URUGUAY: Centro de Capacitación y Producción (CECAP)

Context

Uruguay faces a number of challenges in the area of secondary education. According to official statistics obtained from a National Household Survey conducted by the INE in 1999, 15.5% of the population aged 14 to 18 do not go to school. Furthermore, 26.6% of this population does not work either. It should also be stressed that 11.6% of youths aged 16 to 19 neither work nor study. That percentage of people under the same conditions was also found among males aged 20 to 27; among women, however, the percentage is higher: of the female population aged 15 to 19, 15.8% neither works nor studies, while the same is true for 21.3% of women aged 24 to 27.
Centro de Capacitación y Producción [Center for Training and Production] (CECAP) has been implementing an educational training for work program since its inception in 1981. The program mainly targets youths of both sexes between the ages of 15 and 20, who are outside the regular education system, come from low-income homes, are in a situation of risk, need to work, and aspire to be recognized as citizens. The program focuses principally on urban populations, mainly in and around Montevideo and Rivera. It also has workshops at Piriápolis, Toledo, Pando and La Esperanza.

Objectives

Contribute to the social integration of youths from at-risk families by encouraging them to develop their own strategies for joining society and the labor market. The Program also seeks to encourage young people to develop self-knowledge and self-esteem, and to analyze their social environment.

Pedagogical Challenges

CECAP is an agency of the Ministry of Education and Culture, whose activities echo public policy on vocational education for youths outside of the regular education system. In its comprehensive education-for-work program, CECAP expresses an education policy and a social policy that advance an approach and a model based on respect for youths as human beings and express belief in their potential as developing individuals.

General Description

CECAP’s model and accumulated expertise are potentially interesting sources of reference with regards to:
  • Experience in comprehensive education (in the sense of an education that combines essential components that contribute to a more fitting way of life).
  • Experiences that might require provision of concrete support for finding a place in the labor market.
  • Experience in provision of social, vocational and educational guidance, prior to initiation into the world of work through occupational workshops.
  • Experience in defining the required competencies for educators at these centers.
    The program includes such aspects as:
  • Comprehensive vocational education based on an “on-the-job learning” approach tailored to the particular pace and style of the each individual.
  • Courses divided into flexible modules.
  • Support modules for basic competencies, literacy, arithmetic, occupational health, safety rules, social and citizen education, planning and problem solving, and drawing.
  • Production module, with incentives for apprentices.
  • Induction workshop offering social and career guidance.
  • System of internal and external internships and alternating company-workshop internships.
  • Workshop on labor market integration.
  • Assistance in, among other aspects, transport, meals, health services, and administrative procedures.
  • Daily six-hour schedule, Monday to Friday, March to December.

    Participating Individuals and Institutions

    CECAP is the program’s principal implementing agency.
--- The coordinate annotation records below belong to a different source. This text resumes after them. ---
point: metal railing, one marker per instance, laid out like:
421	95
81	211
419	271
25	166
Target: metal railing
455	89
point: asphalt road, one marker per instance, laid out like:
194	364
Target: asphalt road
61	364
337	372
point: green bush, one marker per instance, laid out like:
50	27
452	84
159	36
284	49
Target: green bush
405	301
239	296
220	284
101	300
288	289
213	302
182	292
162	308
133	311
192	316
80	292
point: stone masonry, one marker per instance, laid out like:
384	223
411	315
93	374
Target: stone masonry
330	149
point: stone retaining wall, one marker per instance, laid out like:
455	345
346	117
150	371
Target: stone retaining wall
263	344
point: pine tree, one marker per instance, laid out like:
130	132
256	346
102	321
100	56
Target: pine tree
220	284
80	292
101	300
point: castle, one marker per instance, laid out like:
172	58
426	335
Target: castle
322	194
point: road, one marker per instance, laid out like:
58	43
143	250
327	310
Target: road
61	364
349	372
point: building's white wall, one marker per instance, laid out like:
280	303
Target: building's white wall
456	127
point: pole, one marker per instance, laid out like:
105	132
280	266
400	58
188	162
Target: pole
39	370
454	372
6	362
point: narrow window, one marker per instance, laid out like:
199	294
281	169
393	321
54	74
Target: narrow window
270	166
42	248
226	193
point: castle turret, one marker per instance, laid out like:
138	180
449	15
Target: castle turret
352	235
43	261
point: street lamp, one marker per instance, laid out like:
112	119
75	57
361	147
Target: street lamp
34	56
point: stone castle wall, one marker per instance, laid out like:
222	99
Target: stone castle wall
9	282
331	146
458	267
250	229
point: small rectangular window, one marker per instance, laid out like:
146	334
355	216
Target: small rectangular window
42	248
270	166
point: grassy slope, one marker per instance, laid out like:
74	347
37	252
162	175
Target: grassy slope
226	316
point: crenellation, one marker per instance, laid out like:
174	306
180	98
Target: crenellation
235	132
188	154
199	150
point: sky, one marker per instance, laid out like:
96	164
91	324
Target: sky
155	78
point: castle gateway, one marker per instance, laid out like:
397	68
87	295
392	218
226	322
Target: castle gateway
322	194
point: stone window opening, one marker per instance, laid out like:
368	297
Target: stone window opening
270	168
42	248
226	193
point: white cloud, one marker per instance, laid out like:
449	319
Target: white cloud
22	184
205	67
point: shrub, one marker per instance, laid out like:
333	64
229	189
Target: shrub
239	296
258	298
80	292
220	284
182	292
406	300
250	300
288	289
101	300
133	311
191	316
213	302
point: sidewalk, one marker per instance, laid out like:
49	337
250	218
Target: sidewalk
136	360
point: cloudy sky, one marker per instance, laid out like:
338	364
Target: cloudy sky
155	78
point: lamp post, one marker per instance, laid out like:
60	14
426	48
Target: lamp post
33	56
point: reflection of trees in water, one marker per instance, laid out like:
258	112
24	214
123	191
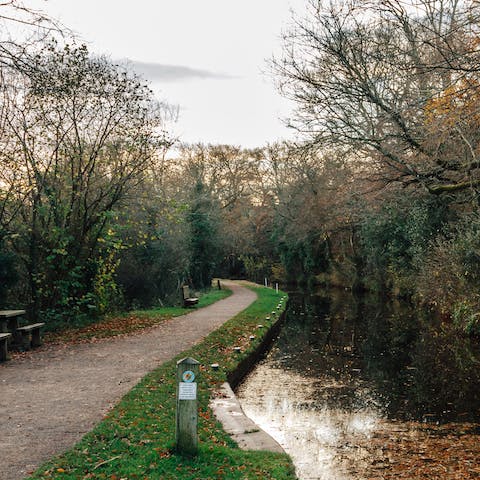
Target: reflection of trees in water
417	368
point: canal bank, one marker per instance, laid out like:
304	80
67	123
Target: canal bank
136	438
226	407
363	389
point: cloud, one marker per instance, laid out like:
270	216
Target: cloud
172	73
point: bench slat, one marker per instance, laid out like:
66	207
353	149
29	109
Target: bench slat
33	326
11	313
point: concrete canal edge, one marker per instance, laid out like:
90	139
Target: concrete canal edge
227	408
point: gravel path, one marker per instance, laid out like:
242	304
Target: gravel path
51	397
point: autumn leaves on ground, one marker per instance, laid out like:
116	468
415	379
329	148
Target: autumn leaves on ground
410	450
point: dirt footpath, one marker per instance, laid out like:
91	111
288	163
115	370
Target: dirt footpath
51	397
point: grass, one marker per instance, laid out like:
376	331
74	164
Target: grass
136	439
130	322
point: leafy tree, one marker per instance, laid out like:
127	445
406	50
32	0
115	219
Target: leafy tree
79	134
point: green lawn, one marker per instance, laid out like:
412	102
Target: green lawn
136	439
131	321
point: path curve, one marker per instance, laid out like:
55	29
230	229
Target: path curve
50	398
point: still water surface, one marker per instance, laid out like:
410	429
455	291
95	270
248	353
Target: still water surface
347	374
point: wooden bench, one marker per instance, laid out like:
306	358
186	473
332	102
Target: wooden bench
29	336
9	320
3	346
23	337
188	301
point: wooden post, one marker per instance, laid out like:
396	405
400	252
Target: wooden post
187	409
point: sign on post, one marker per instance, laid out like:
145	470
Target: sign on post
187	409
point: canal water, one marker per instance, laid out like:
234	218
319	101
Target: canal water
359	387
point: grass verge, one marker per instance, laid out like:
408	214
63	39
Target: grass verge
136	439
131	321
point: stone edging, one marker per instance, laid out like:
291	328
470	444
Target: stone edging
227	408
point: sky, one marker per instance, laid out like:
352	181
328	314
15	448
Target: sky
209	57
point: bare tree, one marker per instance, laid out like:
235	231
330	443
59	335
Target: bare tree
78	134
390	81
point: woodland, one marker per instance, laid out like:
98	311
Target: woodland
102	209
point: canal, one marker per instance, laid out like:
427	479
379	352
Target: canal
358	387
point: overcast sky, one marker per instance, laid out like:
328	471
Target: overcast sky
207	56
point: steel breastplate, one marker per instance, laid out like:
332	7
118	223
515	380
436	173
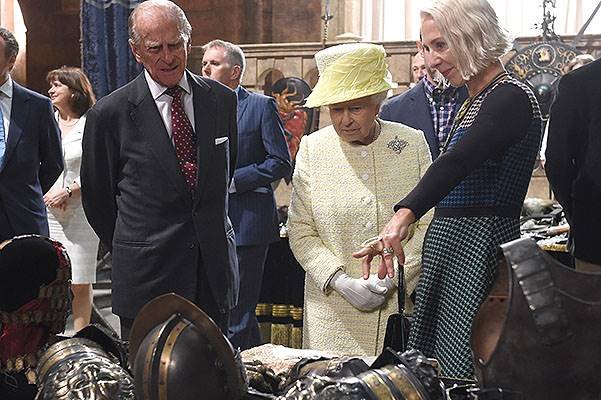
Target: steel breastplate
543	341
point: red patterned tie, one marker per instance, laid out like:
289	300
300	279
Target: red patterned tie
183	137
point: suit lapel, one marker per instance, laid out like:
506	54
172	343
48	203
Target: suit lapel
242	102
205	113
18	118
422	112
144	113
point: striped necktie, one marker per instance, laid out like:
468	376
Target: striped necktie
2	137
183	138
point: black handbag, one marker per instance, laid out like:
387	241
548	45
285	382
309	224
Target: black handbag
398	324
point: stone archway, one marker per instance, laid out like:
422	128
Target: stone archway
52	39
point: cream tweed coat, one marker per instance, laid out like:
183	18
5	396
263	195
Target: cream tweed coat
343	194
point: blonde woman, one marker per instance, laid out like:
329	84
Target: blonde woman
478	183
347	178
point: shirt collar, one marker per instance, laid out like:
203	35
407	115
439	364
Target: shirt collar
157	90
431	87
7	88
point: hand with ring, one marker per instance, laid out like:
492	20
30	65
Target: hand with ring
386	251
387	245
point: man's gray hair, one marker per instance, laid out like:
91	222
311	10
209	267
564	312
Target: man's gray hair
233	53
171	9
11	46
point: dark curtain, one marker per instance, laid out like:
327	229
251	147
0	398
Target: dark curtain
106	57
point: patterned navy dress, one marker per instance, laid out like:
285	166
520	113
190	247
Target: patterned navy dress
478	186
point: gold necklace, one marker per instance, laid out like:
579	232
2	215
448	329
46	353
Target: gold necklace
461	114
76	120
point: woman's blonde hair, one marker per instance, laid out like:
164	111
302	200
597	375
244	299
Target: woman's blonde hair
472	32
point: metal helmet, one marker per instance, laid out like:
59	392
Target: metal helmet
178	352
34	300
80	368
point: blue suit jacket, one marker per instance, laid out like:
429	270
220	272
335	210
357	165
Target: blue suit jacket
262	159
33	160
411	108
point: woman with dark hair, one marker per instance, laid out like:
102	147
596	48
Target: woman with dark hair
72	96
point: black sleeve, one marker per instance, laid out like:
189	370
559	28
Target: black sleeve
503	120
99	171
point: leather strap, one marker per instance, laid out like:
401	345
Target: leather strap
536	282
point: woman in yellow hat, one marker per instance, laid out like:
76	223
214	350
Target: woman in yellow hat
477	184
347	178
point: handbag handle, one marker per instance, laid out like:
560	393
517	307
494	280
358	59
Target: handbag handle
401	294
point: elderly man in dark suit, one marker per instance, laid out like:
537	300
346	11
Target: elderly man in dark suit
574	160
430	106
31	157
158	156
262	159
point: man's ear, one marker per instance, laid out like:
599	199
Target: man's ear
236	72
134	51
11	62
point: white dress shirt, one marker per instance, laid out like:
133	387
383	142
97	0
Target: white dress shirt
6	102
163	100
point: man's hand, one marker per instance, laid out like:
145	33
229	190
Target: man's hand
389	245
364	295
56	198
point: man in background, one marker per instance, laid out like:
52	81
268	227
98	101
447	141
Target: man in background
263	158
573	163
31	156
430	106
158	156
418	68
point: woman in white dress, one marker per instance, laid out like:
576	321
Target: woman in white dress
72	95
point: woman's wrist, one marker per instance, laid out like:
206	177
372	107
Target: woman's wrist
405	216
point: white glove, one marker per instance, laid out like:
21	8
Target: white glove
387	283
364	295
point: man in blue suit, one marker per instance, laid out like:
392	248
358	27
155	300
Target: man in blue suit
429	106
31	157
263	158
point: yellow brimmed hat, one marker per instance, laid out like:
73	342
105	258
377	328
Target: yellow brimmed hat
348	72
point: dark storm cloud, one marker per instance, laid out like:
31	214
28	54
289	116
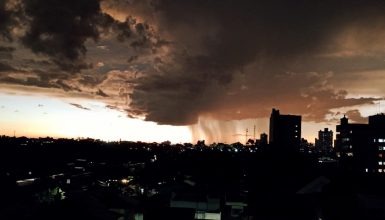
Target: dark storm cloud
7	21
80	106
238	59
355	116
60	29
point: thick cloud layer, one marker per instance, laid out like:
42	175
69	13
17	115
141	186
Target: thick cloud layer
237	59
173	62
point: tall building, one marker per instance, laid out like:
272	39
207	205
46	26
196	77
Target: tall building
285	131
324	143
262	142
362	144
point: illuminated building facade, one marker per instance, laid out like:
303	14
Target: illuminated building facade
362	144
285	131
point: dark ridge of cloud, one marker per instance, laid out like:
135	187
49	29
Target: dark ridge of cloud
6	49
101	93
216	42
80	106
4	67
6	21
60	28
355	116
6	53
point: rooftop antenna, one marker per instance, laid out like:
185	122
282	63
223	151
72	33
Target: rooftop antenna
254	132
247	130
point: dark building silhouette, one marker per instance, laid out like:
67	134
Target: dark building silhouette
262	141
362	144
285	131
324	143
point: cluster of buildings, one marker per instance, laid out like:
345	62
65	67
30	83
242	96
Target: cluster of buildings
360	146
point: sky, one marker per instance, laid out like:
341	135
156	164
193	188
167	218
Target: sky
155	70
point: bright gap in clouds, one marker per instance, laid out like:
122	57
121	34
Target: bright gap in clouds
40	116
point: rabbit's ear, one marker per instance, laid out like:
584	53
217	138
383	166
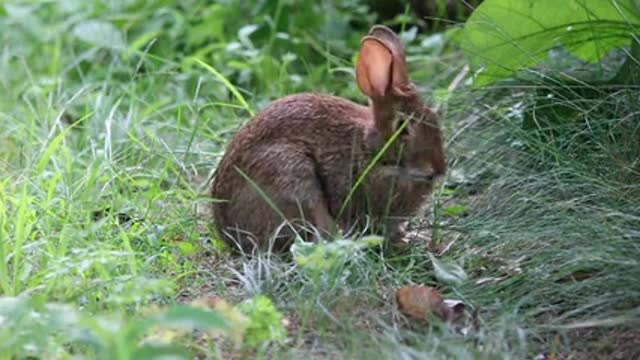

It is an entity of the Ministry of Education and Culture, and its activities reflect public policy on education for work for youths outside of the regular education system. In accordance with the vision of the Ministry of Education and Culture to share and implement solutions with civil society and its various organizations, CECAP seeks to creatively combine, from the perspective of a positive conception of the human person, initiatives in the area of education for work. They carry out joint activities between the state and NGOs, as part of an attempt to build up institutions and as a way to bolster youth training efforts.

    Budget and Financing

    CECAP has been supported since its inception by the Ministry of Education and Culture (MEC) and at the outset received substantial assistance from the OAS in order to set up its occupational workshops and provide training to its personnel. That assistance was provided, inter alia, by the Multinational Project on Education for Work (PMET/OAS). The productive project contributes to the institution’s self-generated funds.
    In addition to the contribution from the MEC, CECAP has received generous grants from private individuals and institutions.

    Strengths

  • CECAP’s career guidance workshops seem to provide a new paradigm for organization and provision of education-for-work services.
  • The project is expanding at the regional level
  • Youths who enter the program after the workshop have the option of joining other occupational workshops run by CECAP or other institutions, persevering with their educational plans by continuing their formal studies, or entering the labor market.

    Lessons Learned

  • The objectives of the program could not be accomplished without agreements signed with participating nongovernmental and community-based organizations.

    Future Challenges

  • Training for educators, since in Uruguay there are no facilities specifically designed for their training.
  • Application of an evaluation and accreditation system for educators.
  • Permanent adjustment of training programs to the needs of businesses, where changes occur with ever-increasing frequency.
  • Consolidation of and increased level of institutional stability that might favor the accumulation and systematization of the entity’s experiences.
  • Broaden the scope, to the extent possible, of its social and educational mission to encompass all excluded young people who are demanding a place in society.

    Responding to the Challenges of the Summit

    The Uruguay program excels in addresses the commitments established in the area of education for youths and their preparation to tackle the challenges of today’s workforce.